Israeli Defence Minister Avigdor Lieberman announced his resignation on Wednesday, leaving the future of Prime Minister Benjamin Netanyahu's government uncertain. Here is where the situation stands:
Why did Lieberman resign?
Lieberman has long called for harsh action against Hamas, and has recently made clear he disagrees with Netanyahu's strategy.
Their disagreement came to a head with Tuesday's ceasefire that ended the worst escalation between Israeli and Palestinian militants in Gaza since a 2014 war. Lieberman called it "capitulating to terror".
Political considerations likely also played a role.
There has long been speculation that elections will be called before November 2019, when they are due.
The time was perhaps right for Lieberman to quit and seize momentum for his small, right-wing party Yisrael Beitenu, which holds fewer seats in parliament than Netanyahu's Likud and his rivals from the far-right Jewish Home.
By resigning, Lieberman removes five seats from Netanyahu's parliamentary coalition, leaving the premier with a one-seat majority (61 out of 120 seats).
One of the main reasons Netanyahu negotiated with Lieberman to join his coalition in 2016 was to give himself some breathing space.
The government formed after 2015 elections was already seen as the most right-wing in Israel's history even before Lieberman joined.
It can in theory seek to survive until the end of its four-year term, but it is at the mercy of the various parties' interests and those of Netanyahu himself.
Likud says early elections will not be necessary and that Netanyahu is now seeking to stabilise the coalition.
But Jewish Home, the party of Education Minister Naftali Bennett, was threatening to withdraw if he is not given the defence portfolio.
Netanyahu would likely be reluctant to grant such a position to Bennett, one of his main rivals on the right.
No Israeli government has served out its full term in 30 years.
What's at stake for Netanyahu?
Prime minister for a total of more than 12 years, Netanyahu could surpass Israel's founding father David Ben-Gurion's record next year.
Polls suggest he and his Likud would be favourites should polls be called, with Netanyahu's reputation as Israel's "Mr.
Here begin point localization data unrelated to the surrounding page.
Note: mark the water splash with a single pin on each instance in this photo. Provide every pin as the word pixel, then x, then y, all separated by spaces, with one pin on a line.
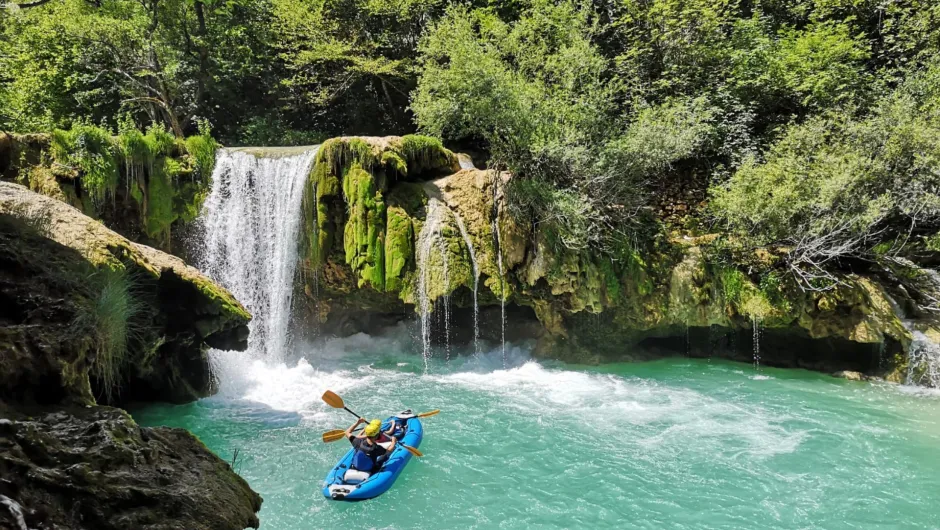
pixel 251 225
pixel 476 282
pixel 923 355
pixel 445 273
pixel 436 210
pixel 16 511
pixel 755 326
pixel 923 362
pixel 502 274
Security" still valued among voters, though it's unclear if the recent Gaza escalation will affect that.
There has been speculation for months that Netanyahu may opt for early elections, particularly with the police having recommended charges against him in two corruption probes.
The attorney general is expected to decide whether to bring charges in the months ahead, and the thinking is that he would be better placed to combat them with a fresh electoral endorsement.
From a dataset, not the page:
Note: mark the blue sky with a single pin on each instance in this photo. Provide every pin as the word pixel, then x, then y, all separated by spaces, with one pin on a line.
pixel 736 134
But he would want to make the move at the most advantageous time and he is currently facing criticism over the Gaza ceasefire.
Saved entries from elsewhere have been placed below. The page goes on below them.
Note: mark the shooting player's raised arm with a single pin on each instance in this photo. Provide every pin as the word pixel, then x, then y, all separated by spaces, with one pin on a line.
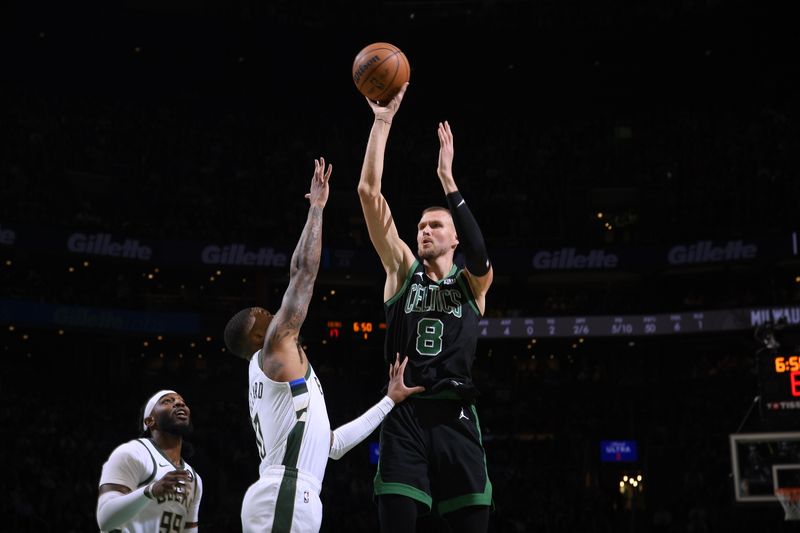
pixel 395 254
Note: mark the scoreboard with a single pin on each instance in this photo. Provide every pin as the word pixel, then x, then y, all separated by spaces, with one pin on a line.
pixel 779 383
pixel 636 325
pixel 600 325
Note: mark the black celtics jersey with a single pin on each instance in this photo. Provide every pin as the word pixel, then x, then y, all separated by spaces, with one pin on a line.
pixel 434 323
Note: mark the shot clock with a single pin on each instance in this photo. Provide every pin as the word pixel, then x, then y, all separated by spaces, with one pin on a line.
pixel 779 381
pixel 353 329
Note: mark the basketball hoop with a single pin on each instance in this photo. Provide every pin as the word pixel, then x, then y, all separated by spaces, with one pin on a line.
pixel 790 499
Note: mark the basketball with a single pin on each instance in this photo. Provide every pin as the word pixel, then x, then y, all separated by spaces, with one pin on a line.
pixel 380 70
'Victory' for Gaza and Hamas?
After months of deadly unrest, Hamas and its ally Islamic Jihad celebrated Lieberman's resignation as a "victory."
Egypt and the United Nations have been attempting to mediate a long-term truce between Hamas and Israel, and Netanyahu has admitted he welcomes mediation to prevent a humanitarian collapse in Gaza.
Netanyahu has preferred to contain Hamas rather than seek to remove it from power, worried that it would leave a power vacuum in Gaza and that Israel would have difficulty assuming security responsibility for the territory it withdrew from in 2005.
"I do not shrink from a necessary war but I want to avoid it when it is not essential," Netanyahu said Saturday.
At the same time, he said there was no political solution for Gaza.
"The time has come for us to understand what every child in Gaza knows: Bibi is in favour of the Hamas regime," Nahum Barnea wrote in Israel's Yediot Aharonot newspaper, using the premier's nickname.
"He is in favour of the Hamas regime because he doesn’t find any of the other alternatives appealing."